A 6-month deployment of instrumentation from April to October 2012 in 90 m water depth near the outer edge of the mid-shelf mud belt in southern Monterey Bay, California, reveals the relative importance of internal tides on the resuspension and transport of seabed sediment. Observations consisted of time-series measurements of water-column currents, temperature and salinity, and near-bed currents and suspended matter. The internal tide accounted for 15-25% of the water-column current variance and the barotropic tide accounted for up to 35%. The subtidal flow showed remarkably little shear and was dominated by the 7-14 day band, which is associated with relaxations in the dominant equatorward winds typical of coastal California in the spring and summer. Upwelling and relaxation events resulted in strong near-bed flows and accounted for almost half of the current stress on the seafloor (not accounting for wave orbital velocities), and may have driven along-shelf geostrophic flow during steady state conditions. Several elevated suspended particulate matter (SPM) events occurred within 3 m of the bed and were generally associated with higher, long-period surface waves. However, these peaks in SPM did not coincide with the predicted resuspension events from the modeled combined wave-current shear stress, indicating that the observed SPM at our site was most likely resuspended elsewhere and advected along-isobath. Sediment flux is almost equal in magnitude in the alongshore and cross-shore directions.

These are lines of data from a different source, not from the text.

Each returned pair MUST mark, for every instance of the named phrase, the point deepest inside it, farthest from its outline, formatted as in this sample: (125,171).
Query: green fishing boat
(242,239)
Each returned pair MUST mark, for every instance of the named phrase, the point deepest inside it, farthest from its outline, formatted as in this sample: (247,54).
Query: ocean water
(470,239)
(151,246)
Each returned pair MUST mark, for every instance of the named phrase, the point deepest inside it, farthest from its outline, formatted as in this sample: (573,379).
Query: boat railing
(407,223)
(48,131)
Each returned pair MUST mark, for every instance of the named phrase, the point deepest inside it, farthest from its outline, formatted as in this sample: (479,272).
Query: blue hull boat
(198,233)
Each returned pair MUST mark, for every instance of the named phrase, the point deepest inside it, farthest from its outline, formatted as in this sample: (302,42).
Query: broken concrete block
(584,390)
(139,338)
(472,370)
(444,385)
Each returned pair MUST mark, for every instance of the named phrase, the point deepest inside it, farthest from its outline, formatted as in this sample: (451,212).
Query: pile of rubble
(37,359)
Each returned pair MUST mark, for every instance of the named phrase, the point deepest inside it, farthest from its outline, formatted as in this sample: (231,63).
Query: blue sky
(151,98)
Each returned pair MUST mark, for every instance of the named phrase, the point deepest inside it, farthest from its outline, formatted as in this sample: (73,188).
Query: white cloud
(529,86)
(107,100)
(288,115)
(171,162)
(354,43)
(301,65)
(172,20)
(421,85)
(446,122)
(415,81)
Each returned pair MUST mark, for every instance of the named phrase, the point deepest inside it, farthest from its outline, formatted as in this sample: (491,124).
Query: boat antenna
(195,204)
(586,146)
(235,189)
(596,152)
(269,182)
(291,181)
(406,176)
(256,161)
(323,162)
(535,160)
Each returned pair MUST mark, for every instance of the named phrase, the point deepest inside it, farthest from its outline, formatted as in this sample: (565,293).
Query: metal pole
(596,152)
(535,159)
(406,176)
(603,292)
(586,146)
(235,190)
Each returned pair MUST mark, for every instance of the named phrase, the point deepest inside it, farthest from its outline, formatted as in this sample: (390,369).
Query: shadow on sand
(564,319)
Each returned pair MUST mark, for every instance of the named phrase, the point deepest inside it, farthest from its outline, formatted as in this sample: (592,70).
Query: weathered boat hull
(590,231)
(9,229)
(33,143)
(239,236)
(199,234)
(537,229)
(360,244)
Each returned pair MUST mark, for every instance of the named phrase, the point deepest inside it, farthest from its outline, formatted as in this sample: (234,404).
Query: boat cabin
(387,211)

Instances of wave-current shear stress that exceeded the threshold of resuspension for the silty-clays common at these water depths only occurred when near-bed orbital velocities due to long-period surface waves coincided with vigorous near-bed currents associated with the internal tide or upwelling/relaxation events. Thus, the internal tide and upwelling/relaxation dynamics are important in the transport of sediment during the relatively quiescent summer months.